We awoke in Arezzo to a pre-packed breakfast of croissants and a very questionable peach juice. Carlo picked us up on the edge of the military zone surrounding our hotel and a one-hour bus ride west to Siena. While some updated their journals, others nodded off. Our long journey ended with the realization that we would have to pay just under 150 dollars to park our bus for an hour, and that a long upwards trek lay ahead of us if we wanted to get a glimpse of Siena.
After a seemingly endless hike up the side of the Tuscan hill, we came upon the duomo of Siena. The horizontal bands decorating its sides likened it to the duomo we had admired in Orvieto, although the 40 minute-long line to enter it indicated otherwise. The group was given three hours to wander the town, after which we would meet at the church to make our way to Volterra.
We split up into groups of three or four. Some roamed into the main piazza where the bareback horse races are held throughout the year. Others climbed the hundreds of steps of the tower looming over the town. Still others visited the sanctuary of Santa Caterina. Everywhere we went, a distinct medieval feel could be sensed. The banners and crests of the different Sienan neighborhoods – decorated with animals ranging from snails to owls – hung across the narrow streets, and baroque music could be heard echoing wherever we went. Most of us ended up lounging on the cobblestones of the piazza, and premium gelato was had by all. A few brave souls even ventured to try the celebrated local fruit cake: panforte.
After a leisurely morning and lunch in Siena – which, we all agreed, was well worth 150 dollars – we reunited with Carlo and dozed off for our hour-long bus ride to Volterra. We had finally reached the Mediterranean coast. Apart from being featured in the Twilight film saga, Volterra used to be a thriving Etruscan city center during the Archaic Period, and is now home to the Guarnaccio Museum. One of the most striking things about its history is that the population ancient town of Volterra – Volathri in Etruscan – was twice that of the present day.
We spent the afternoon at the Museum, whose highlights included a sarcophagus with a lid depicting a veristic elderly couple, an urn depicting the siege of Volterra by Sulla in 80 B.C., and a piece called “Umbra della sera.” This artifact, whose name stands for ‘shadow of the evening,’ is an elongated, thing bronze figurine of a well-endowed boy. It is one of the more famous artifacts in Volterra, and is thought to have been revered as a fertility figure. Other objects of note were a black-slip wine strainer and many vessels made from the famous local alabaster.

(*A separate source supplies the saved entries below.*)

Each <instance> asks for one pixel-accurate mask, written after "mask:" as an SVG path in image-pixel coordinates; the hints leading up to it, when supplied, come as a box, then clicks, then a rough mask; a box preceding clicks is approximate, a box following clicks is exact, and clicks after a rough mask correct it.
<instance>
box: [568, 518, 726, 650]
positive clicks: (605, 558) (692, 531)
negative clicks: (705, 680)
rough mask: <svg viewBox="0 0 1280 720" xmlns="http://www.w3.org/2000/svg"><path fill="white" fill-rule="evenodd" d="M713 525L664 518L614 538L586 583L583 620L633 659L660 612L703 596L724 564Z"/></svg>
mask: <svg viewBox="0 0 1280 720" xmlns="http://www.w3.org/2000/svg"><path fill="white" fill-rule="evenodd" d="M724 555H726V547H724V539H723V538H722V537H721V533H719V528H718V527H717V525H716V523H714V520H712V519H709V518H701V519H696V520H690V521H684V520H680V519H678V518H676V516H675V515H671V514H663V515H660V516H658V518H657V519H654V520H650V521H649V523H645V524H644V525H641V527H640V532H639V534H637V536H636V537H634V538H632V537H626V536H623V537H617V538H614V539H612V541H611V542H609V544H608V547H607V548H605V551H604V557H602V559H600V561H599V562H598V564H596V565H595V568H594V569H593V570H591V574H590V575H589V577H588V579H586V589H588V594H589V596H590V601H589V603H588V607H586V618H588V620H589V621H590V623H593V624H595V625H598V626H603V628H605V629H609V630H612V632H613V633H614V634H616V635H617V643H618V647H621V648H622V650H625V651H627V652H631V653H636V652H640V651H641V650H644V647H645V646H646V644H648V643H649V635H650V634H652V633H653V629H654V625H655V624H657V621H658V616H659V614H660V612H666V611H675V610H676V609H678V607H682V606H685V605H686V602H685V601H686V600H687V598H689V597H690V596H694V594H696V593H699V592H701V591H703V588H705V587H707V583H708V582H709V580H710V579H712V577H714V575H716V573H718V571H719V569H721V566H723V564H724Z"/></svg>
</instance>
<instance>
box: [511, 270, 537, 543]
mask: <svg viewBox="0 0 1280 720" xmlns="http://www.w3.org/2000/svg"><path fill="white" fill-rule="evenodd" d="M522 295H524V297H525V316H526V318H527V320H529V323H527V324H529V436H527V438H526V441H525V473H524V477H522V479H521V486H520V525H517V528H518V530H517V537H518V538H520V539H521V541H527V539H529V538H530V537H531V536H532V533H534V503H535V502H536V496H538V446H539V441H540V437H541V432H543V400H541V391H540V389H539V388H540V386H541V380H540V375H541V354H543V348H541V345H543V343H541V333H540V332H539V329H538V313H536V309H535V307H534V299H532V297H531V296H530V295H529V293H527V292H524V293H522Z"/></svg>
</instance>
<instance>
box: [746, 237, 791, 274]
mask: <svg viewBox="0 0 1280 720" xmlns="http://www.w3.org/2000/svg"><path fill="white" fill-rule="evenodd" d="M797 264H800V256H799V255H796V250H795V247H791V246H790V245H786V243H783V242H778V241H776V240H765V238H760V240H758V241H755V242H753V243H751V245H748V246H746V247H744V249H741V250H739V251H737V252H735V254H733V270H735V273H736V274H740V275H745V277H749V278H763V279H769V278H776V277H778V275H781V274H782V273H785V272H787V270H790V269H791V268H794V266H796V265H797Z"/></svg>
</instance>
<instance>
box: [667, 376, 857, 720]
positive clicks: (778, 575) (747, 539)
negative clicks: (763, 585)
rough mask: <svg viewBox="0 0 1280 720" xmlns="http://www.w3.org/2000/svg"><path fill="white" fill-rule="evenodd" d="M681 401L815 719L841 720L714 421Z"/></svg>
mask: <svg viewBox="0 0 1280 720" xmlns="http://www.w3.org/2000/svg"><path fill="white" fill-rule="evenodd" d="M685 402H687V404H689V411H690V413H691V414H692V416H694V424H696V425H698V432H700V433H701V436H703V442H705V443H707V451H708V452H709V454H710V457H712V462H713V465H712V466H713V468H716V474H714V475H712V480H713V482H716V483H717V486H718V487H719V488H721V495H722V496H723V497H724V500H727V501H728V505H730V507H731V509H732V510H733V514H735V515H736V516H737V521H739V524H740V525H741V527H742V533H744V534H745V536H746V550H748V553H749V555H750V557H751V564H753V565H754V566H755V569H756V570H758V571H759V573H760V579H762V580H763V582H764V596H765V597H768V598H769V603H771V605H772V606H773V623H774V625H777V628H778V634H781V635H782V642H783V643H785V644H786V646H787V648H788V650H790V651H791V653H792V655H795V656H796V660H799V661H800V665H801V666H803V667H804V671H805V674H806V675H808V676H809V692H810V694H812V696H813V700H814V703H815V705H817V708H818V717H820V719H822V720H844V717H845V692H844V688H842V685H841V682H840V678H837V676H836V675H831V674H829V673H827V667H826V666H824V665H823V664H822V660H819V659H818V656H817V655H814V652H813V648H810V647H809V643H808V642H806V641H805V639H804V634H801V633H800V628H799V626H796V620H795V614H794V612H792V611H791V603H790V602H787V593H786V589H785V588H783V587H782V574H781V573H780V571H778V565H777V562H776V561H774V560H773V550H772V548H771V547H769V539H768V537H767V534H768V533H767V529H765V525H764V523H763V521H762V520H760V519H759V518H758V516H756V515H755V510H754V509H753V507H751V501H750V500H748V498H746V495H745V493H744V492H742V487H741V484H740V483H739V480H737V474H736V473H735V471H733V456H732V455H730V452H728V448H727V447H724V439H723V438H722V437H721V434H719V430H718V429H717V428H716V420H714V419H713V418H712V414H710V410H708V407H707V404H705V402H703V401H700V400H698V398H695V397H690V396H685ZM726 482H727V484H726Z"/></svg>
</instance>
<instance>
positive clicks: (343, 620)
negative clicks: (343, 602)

After a quick stop to observe the remains of one of the ancient gates of the city, we traversed the town at a brisk pace so as to reach the western ramparts, from which we were to watch the sun go down behind the hills. After a beautiful sunset we gobbled down a hearty hotel dinner that left no one hungry – Professor Ulrich, our fearless TA Katelyn, and Carlo included. All in all, it was another delightfully wearying day in charming old Tuscany.